Un coeur vert soumis à une forte pression

     La Randstad tire son nom de sa curieuse configuration en fer à cheval (rand-stad : la ville en anneau) (cicontre). On doit l’expression au fondateur de la KLM, Albert Plesman, frappé par cette forme au cours d’un vol au-dessus de la région. Cette organisation annulaire sans doute unique au monde s’explique historiquement par la fixation des premiers sites urbains sur des buttes sableuses un peu moins exposées aux eaux en périphérie de la zone centrale amphibie.
    L’anneau urbain s’organise autour du célèbre coeur vert (‘t groene hart), espace encore rural qui porte admirablement son nom : non seulement il est au milieu de l’agglomération, mais les Hollandais le portent dans leur coeur – l’expression remonte au 17e siècle ! Ce territoire a en outre toujours été central dans les politiques d’aménagement, au point d’apparaître comme la principale icône d’un pays fier de sa tradition de planification spatiale.
    Depuis la guerre en effet, on s’efforce de préserver de l’urbanisation cette campagne exposée à une pression foncière toujours croissante. La délimitation des zones rouges (constructibles) et zones vertes (inconstructibles) par un rode contour cartographique est si radicale qu’elle est repérable à l’oeil nu. C’est que la situation du coeur vert à proximité de tous les pôles urbains de la Randstad le rend particulièrement attractif pour les citadins à la recherche d’une maison individuelle dans un cadre champêtre.
    Le coeur vert est classé paysage d’intérêt national. L’attention qui lui est portée est à la mesure de sa haute valeur culturelle : préservation des tourbières, lutte contre le lent affaissement résultant de leur exploitation et de la disparition des matières organiques, conciliation d’une agriculture performante et d’une intense fréquentation récréative, aménagement de corridors écologiques et d’une trame bleue-verte dans ce « grand jardin de la ville ».
    Mais les choix d’aménagement donnent toujours lieu à d’intenses discussions car, nous déclare-t-on au Ministère de l’aménagement, « il faut de l’espace pour tout, mais sans compromettre le développement durable ». La densité de la Hollande est telle qu’elle engendre une vive concurrence entre usages potentiels. Ainsi le Westland (ci-contre), la principale zone d’horticulture, doit-elle faire face aux appétits fonciers de Rotterdam, La Haye et Delft entre lesquelles est coincé ce « pays de verre », ainsi dénommé parce qu’entièrement dévolu aux cultures hors-sol sous serre.

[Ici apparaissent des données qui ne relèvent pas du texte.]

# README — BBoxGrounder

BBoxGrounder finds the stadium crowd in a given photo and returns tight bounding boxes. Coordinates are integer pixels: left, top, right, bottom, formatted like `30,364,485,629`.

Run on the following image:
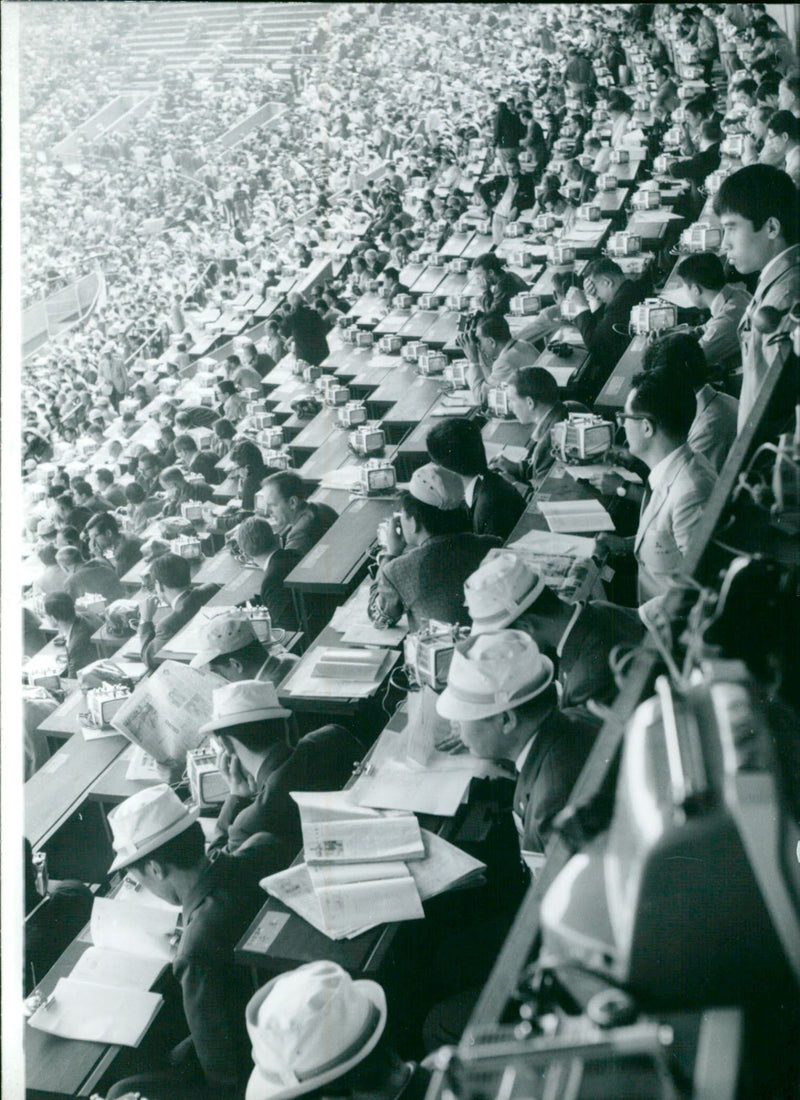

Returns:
21,3,800,1100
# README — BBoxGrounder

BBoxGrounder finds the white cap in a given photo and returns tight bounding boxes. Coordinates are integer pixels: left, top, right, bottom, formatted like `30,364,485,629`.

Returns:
108,783,200,875
464,550,545,634
245,960,386,1100
198,680,292,734
436,630,554,722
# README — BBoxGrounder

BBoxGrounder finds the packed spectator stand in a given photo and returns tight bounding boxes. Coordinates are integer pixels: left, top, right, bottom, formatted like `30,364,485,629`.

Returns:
20,3,800,1100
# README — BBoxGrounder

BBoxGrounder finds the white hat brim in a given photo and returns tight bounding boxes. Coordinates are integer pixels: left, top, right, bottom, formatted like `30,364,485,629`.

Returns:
106,806,200,875
198,706,292,734
244,975,387,1100
470,576,545,634
436,655,555,722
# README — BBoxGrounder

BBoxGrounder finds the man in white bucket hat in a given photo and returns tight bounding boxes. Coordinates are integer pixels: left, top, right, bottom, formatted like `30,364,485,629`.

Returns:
369,462,501,630
101,783,266,1100
464,550,645,708
199,680,364,853
245,960,429,1100
437,630,599,853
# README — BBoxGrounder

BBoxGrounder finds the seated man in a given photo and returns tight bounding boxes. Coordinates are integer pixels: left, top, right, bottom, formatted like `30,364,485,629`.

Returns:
200,680,364,865
237,516,303,630
55,546,125,603
475,155,536,244
464,550,645,708
246,959,430,1100
139,553,219,669
189,608,298,684
175,433,222,485
369,463,501,630
158,466,213,518
490,366,569,495
262,470,339,558
642,332,738,474
44,592,100,679
425,417,525,540
598,371,716,605
676,252,750,374
567,256,650,405
85,512,142,576
459,314,539,405
101,783,266,1100
436,630,600,853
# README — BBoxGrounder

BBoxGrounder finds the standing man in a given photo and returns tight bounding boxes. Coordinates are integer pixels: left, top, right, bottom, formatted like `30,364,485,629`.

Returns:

Une conurbation sous le niveau de la mer

     Qu’un organisme urbain de cette importance ait pu s’épanouir dans un milieu aussi hostile tient du miracle. Les anciens marais semi-maritimes ont été méthodiquement poldérisés. Toute la Randstad est sous le niveau de la mer, l’altitude de certains quartiers de Rotterdam tombant même à - 7 m. Une telle situation appelle une vigilance de tous les instants car il faut sans cesse rejeter les eaux douces à la mer, par milliards de mètres cubes. C’était autrefois l’affaire des innombrables moulins auxquels ont succédé de puissantes stations de pompage et de refoulement des eaux, au prix de millions d’euros.
    La Hollande (hol-land : le pays creux) est aussi drainée en surface par des milliers de canaux de toutes tailles et des millions de fossés qui quadrillent systématiquement ce bas pays. La tentation pourrait être de mettre en eau les terres les plus exposées, mais hélas les nappes souterraines sont salées. Il faut encore évacuer vers la mer du Nord les eaux des fleuves – et non des moindres : le Rhin et la Meuse – et des rivières qui débouchent dans ce bassin, circulant en hauteur dans de puissants canaux surplombant les maisons voisines pour transporter les eaux au-delà des digues qui protègent la petite Hollande d’une autre menace : l’invasion de la mer du Nord. Menace bien réelle : chacun garde en mémoire la rupture des digues lors d’une tempête en février 1953 et les 1 800 victimes, catastrophe qui entraîna le plan Delta (1958-1986) destiné à préserver cette fragile région par un énorme système d’écluses de protection au débouché du Rhin.
    La poldérisation rend toute urbanisation excessivement coûteuse. Pour les nouvelles tours de Rotterdam par exemple, il faut enfoncer un nombre effarant de pieux à grande profondeur dans des sols sableux, instables et humides. La construction du moindre mètre carré coûte ainsi bien plus cher ici que partout ailleurs, indépendamment du prix du terrain. La crainte d’un étalement urbain généralisé – l’urban sprawl, ou « déferlante urbaine », appelée ici huizenzee, « la mer de maisons », ce qui sonne de manière particulière dans un pays sous la menace effective de la mer – a motivé dès les années 1950 des mesures exemplaires visant à... faire barrage à la marée pavillonnaire. Cette politique d’aménagement précoce, constante et résolue est célèbre du fait de sa cohérence, rendue possible par l’articulation des dispositions concernant l’habitat, le foncier, les activités, les transports, les services, les commerces et l’environnement dans une approche globale et intégrée très rarement réalisée dans le monde.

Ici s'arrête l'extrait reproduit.